(1889–1963)
Louis Ritman was born in Russia in 1889 and immigrated to the United States with his family around 1900. They settled in Chicago, where he almost immediately began studying art, and he worked as an illustrator beginning in 1903. He studied at the School of the Art Institute of Chicago from 1905 to 1906 and at the Chicago Academy of Fine Arts from 1906 to 1908, where he met Lawton Parker, the Impressionist who would eventually support and influence Ritman’s art. In 1910 Ritman studied in Paris at the Ecole des Beaux-Arts with Adolphe Déchenaud and at the Académie Julian with Jean-Paul Laurens and Tony Robert-Fleury. He exhibited his work at the Paris Salon and met Frederick Frieseke and Richard Miller.
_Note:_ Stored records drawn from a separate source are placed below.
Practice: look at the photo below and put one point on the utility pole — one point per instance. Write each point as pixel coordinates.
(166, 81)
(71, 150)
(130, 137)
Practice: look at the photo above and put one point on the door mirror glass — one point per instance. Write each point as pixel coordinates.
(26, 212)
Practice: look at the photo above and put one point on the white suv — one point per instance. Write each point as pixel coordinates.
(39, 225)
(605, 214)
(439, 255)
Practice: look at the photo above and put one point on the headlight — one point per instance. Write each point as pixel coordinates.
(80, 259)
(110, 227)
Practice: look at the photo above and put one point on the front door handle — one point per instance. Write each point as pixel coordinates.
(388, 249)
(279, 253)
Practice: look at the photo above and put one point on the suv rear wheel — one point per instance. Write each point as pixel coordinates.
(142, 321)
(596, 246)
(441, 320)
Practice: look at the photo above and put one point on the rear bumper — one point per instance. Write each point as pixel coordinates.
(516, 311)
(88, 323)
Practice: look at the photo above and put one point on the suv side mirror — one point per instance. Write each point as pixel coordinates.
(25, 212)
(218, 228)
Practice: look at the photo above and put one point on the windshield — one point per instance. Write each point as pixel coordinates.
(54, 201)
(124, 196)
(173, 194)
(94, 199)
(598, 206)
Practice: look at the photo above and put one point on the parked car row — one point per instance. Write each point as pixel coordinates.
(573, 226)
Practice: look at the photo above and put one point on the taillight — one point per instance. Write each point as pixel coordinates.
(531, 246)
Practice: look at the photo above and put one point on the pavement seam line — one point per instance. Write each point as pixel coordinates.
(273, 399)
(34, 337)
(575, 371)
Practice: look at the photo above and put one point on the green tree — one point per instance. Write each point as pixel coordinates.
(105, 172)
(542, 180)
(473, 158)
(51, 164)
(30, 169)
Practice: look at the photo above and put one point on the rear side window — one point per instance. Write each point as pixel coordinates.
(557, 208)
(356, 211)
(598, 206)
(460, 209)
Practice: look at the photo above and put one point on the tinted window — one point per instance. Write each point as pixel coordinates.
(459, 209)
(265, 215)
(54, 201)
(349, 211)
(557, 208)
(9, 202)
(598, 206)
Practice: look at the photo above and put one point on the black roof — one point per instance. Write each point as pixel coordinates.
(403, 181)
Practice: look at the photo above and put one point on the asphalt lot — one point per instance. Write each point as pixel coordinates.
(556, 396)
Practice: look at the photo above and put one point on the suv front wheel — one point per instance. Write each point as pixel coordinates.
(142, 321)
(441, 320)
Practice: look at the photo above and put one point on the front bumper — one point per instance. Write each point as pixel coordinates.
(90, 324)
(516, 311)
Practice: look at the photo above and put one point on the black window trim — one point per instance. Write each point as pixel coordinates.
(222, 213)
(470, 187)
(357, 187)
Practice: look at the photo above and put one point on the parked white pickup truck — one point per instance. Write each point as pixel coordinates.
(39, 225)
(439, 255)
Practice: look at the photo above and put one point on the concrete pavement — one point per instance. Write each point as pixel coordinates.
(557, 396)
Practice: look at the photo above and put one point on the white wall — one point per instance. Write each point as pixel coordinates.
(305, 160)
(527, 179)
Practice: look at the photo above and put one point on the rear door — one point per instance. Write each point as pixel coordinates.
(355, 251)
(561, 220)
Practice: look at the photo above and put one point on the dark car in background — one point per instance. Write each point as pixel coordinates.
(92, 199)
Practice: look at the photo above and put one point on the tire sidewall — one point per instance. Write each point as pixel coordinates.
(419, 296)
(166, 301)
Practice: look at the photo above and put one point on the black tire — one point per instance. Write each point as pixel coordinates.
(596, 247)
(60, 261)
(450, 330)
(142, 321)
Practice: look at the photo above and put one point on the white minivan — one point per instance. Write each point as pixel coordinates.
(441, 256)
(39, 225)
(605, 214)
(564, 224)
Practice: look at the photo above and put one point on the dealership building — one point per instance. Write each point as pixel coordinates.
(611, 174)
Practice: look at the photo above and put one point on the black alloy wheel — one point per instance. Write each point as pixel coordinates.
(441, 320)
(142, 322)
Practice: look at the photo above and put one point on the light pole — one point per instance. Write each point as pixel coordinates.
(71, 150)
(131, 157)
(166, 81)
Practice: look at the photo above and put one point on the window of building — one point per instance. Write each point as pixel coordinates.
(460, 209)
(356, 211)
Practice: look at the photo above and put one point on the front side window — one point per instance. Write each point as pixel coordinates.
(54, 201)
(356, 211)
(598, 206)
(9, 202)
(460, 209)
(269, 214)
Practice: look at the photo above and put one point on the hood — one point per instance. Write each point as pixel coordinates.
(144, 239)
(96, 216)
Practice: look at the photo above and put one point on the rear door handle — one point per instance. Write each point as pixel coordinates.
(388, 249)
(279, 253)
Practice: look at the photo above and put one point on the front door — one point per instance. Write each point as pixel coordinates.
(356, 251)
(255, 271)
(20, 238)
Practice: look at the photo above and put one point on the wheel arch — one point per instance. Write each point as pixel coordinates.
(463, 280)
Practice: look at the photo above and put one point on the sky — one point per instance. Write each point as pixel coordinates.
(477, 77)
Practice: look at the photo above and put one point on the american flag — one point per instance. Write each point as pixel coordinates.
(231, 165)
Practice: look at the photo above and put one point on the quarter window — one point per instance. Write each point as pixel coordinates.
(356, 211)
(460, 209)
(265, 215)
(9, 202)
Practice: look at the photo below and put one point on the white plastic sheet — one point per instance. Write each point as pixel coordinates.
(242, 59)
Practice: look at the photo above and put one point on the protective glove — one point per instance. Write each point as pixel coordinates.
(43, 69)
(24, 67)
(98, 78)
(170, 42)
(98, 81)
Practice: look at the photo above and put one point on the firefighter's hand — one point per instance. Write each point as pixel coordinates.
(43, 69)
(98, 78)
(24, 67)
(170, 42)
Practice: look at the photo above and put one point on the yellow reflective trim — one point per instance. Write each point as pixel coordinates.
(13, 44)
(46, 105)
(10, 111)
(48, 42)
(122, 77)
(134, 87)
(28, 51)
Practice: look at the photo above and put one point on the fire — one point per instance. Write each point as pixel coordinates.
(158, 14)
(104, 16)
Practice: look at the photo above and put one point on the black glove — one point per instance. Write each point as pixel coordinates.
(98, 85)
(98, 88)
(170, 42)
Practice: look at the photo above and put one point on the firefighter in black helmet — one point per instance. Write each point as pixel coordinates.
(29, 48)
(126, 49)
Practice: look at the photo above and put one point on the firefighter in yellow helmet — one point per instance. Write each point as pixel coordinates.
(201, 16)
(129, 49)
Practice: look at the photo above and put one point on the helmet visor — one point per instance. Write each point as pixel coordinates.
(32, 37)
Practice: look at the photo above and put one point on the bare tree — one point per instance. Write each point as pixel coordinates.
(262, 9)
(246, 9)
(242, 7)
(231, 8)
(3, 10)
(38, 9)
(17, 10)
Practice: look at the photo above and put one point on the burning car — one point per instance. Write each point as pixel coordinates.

He first visited Giverny, the home of Claude Monet and the site of an American Impressionist art colony, in 1911. While his Salon pictures had exhibited the conservative academic style that he had mastered at the Ecole des Beaux-Arts, Ritman began to adopt the intimate scenes favored by the Giverny circle of American artists, and he embraced their Impressionist aesthetic at Giverny in the summer of 1912. He rapidly developed his own style, in which he synthesized his extensive training in figure painting with his love of color and his interest in capturing light effects and atmosphere.
By 1916 Ritman was maintaining a studio at Giverny in the summer and one in Paris during the winter, all the while building his reputation by selling his work and garnering prizes and one-man exhibitions in Europe and in the United States.
Ritman remained a resident of France until 1930, when he returned to the United States for good. He taught figure painting at the Art Institute of Chicago for thirty years.